Anyway according to the exploded view there are two eccentrics: No. 33 and No. 63.  Each has a hole and a pin (Nos 34 and 62 respectively on the diagram) that is supposed to engage shaft No. 61.    A lever clamps on to eccentric No. 63 which rotates the eccentrics and correspondingly moves the back gears out of  range of the spindle gears.   All seems to figure and would move both eccentrics equally if there were pins or something to lock the shaft in each eccentric. 

  I can only see that without the pin for eccentric No. 62  the shaft will be free to spin inside the  eccentric and only when it binds from being cocked would it tend to spin the other eccentric.  This might lead to partial or no disengagement and potentially broken teeth.   The Clausing guy is attempting to find the old drawings; he said they may not exist.
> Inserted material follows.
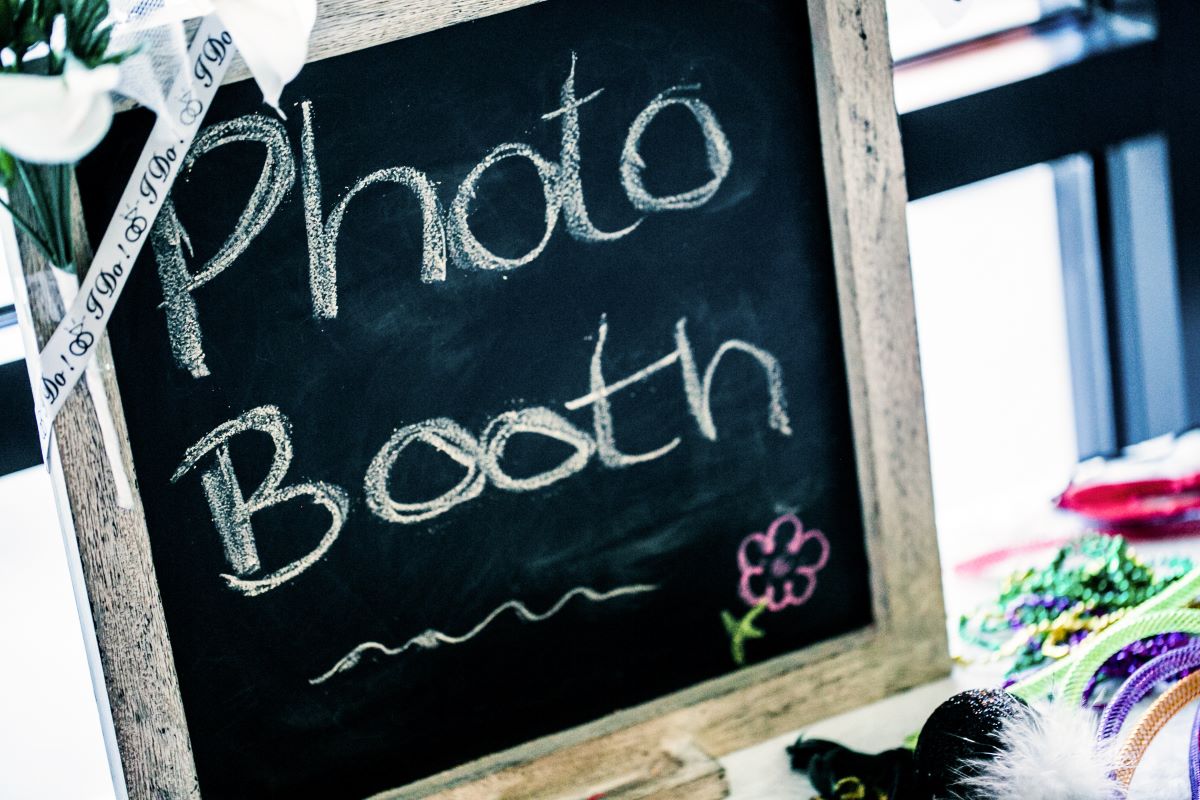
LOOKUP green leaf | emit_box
[0,149,17,188]
[0,0,17,50]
So I figured I would ask here.   If anyone has run into this issue or the off chance that  you might have a diagram showing where this shaft and eccentric is to be drilled for the front pin.
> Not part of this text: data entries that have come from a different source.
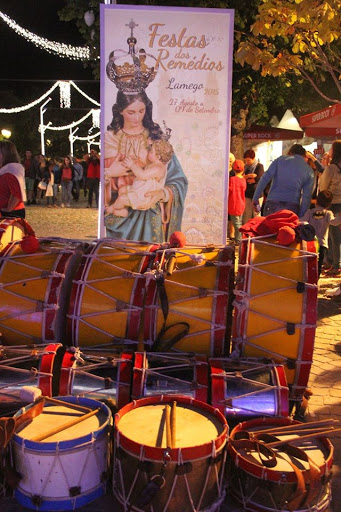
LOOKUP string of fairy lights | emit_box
[0,11,100,149]
[0,11,91,60]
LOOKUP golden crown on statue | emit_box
[106,19,157,94]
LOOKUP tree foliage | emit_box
[235,0,341,103]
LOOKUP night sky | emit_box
[0,0,93,81]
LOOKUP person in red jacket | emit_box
[87,149,101,208]
[228,160,246,245]
[0,140,26,218]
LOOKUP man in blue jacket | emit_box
[253,144,314,217]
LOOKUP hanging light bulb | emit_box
[59,82,71,108]
[84,11,95,27]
My original shaft looks and eccentric looks like it was drilled in the machine in some haphazard attempt to get the eccentrics to rotate together.   The No. 62 eccentric has about 6 holes in it and one time it appears someone tapped it in order to potentially have a set screw engage the shaft.


----------



## 4GSR (Sep 15, 2017)

Keith,

I don't know if anyone has offered you any help on this or not.   Not sure I can but I'll try.  

Looks to me that a rat got ahold of it and made a mess trying to fix it the first time.  Be amaze how often I run into this on machines I've worked on.  

One of the things I've run into also, is the unwritten documentation on how it went together at the factory.  And it looks like your situation is no exception.
If it was me, I would either make a new eccentric bushing and shaft or buy these new from Clausing.  And if those two parts are supposed to be new from the factory, send them back and get your money back!  They shouldn't have all of those butchard up holes in them!  Sounds like to me that someone else returned them after butchering them up because they could not get the alignment right, and Clausing just put them back on the shelf instead of scrapping them and making the buyer pay for them.  Seen this happen, too in my past.  Most machinery assembly generally has instructions on aligning the two pieces, drilling and reaming  the pin hole, and installing the pin.  For the size of the two pieces, a number 1 or 2 tapered pin should be all it needs for assembly. 

Ken


----------